Whole genome microarray analysis confirmed that cells cloned from distal lung tissues of infected and normal tissues displayed differences in over 350 genes including keratin 6A (Krt6a), a known marker of migrating keratinocytes during wound healing in the epidermis. GSEA of the expression data sets derived from the distal airway colonies confirmed that cells from the infected tissue demonstrated a bias for genes involved in wound healing, tissue development, and regulation of growth.

“The ability of human distal airway stem cells to form alveoli-like structures in vitro made it tempting to predict that the Krt5 pods of basal-like cells seen in the influenza-damaged lung were components of a regenerative process,” the authors admit.

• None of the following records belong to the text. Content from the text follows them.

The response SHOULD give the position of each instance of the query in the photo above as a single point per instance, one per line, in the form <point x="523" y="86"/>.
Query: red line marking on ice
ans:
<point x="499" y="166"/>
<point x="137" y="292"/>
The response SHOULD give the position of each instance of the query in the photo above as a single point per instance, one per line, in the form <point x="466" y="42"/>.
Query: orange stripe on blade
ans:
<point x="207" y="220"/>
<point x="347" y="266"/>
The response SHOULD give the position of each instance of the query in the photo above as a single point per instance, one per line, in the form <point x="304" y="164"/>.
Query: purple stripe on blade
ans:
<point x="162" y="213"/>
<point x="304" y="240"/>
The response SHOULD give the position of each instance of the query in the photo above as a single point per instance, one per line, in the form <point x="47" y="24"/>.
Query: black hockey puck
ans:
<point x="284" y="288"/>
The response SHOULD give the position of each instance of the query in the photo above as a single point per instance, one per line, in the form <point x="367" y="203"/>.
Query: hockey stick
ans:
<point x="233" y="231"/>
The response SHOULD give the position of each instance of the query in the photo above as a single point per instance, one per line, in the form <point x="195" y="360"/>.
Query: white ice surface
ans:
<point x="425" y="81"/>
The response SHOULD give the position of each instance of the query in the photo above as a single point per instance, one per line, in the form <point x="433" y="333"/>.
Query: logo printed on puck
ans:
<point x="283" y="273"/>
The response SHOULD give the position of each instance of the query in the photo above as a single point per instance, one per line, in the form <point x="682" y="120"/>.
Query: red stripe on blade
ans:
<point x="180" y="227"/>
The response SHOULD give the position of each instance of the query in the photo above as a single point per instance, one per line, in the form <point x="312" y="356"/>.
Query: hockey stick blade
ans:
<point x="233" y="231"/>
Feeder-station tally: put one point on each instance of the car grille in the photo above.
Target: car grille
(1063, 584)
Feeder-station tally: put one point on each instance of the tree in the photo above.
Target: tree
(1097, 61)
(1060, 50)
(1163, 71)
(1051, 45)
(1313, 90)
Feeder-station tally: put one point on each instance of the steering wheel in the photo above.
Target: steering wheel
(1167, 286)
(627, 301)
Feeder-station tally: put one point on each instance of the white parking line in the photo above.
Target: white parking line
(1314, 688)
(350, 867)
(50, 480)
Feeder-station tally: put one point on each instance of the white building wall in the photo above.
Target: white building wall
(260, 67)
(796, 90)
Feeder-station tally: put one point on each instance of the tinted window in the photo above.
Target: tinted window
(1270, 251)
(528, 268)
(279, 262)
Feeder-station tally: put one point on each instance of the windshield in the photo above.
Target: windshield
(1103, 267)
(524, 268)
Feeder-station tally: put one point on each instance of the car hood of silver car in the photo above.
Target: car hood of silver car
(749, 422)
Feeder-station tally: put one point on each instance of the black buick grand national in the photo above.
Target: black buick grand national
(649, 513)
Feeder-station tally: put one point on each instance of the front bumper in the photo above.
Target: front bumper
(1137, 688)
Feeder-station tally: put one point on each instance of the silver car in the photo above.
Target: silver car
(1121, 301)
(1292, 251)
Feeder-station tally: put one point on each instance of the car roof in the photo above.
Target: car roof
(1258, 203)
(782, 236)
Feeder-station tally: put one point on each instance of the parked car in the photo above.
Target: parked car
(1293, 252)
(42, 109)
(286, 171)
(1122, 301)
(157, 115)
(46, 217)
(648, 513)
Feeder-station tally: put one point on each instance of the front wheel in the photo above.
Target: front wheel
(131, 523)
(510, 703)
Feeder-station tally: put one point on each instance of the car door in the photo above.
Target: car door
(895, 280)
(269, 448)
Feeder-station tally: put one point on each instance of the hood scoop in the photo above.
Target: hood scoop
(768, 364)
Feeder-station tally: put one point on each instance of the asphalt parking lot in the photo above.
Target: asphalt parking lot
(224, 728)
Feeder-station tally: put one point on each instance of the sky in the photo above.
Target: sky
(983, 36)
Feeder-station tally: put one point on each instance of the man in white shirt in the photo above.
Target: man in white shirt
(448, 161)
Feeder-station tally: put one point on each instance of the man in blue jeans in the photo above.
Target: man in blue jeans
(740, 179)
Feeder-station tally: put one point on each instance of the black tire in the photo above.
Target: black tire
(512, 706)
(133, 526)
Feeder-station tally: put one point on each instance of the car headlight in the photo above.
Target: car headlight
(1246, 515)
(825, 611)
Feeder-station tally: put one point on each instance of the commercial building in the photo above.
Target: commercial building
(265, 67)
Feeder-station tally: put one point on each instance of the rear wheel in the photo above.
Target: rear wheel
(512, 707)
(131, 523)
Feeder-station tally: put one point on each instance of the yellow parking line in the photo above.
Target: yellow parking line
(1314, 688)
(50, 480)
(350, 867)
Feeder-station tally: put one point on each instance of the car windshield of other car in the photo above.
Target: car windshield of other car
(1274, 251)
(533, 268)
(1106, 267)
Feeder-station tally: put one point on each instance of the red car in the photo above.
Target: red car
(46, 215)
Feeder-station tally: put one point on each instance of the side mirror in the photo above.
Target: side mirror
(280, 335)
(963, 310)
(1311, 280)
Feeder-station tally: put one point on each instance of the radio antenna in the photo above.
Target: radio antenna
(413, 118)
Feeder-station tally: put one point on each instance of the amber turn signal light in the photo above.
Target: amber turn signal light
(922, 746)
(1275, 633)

Indeed, when they looked at the whole of an influenza-infected lung, there were three distinct areas: normal appearing lung parenchyma with histologically normal alveoli; damaged regions containing semi-dense infiltrate and Krt4 pods, and damaged regions with dense infiltrates but without Krt5 pods. Significantly, the Krt5 pods were never seen in regions of histologically normal lung tissue.

They then used laser capture microdissection to isolate RNA for expression analysiss from frozen sections from 25 dpi lung regions that were rich in Krt5 pods, normal or repaired lung, and two regions of high-density infiltrates without obvious repair, those with SPC (a marker of alveolar type II cells), and those without SPC. Overall gene expression analysis indicated that the regions rich in Krt5 pods were the most closely related to the regions of normal or repaired lung tissue, and indicated that the Krt5 pods were involved in alveolar regeneration.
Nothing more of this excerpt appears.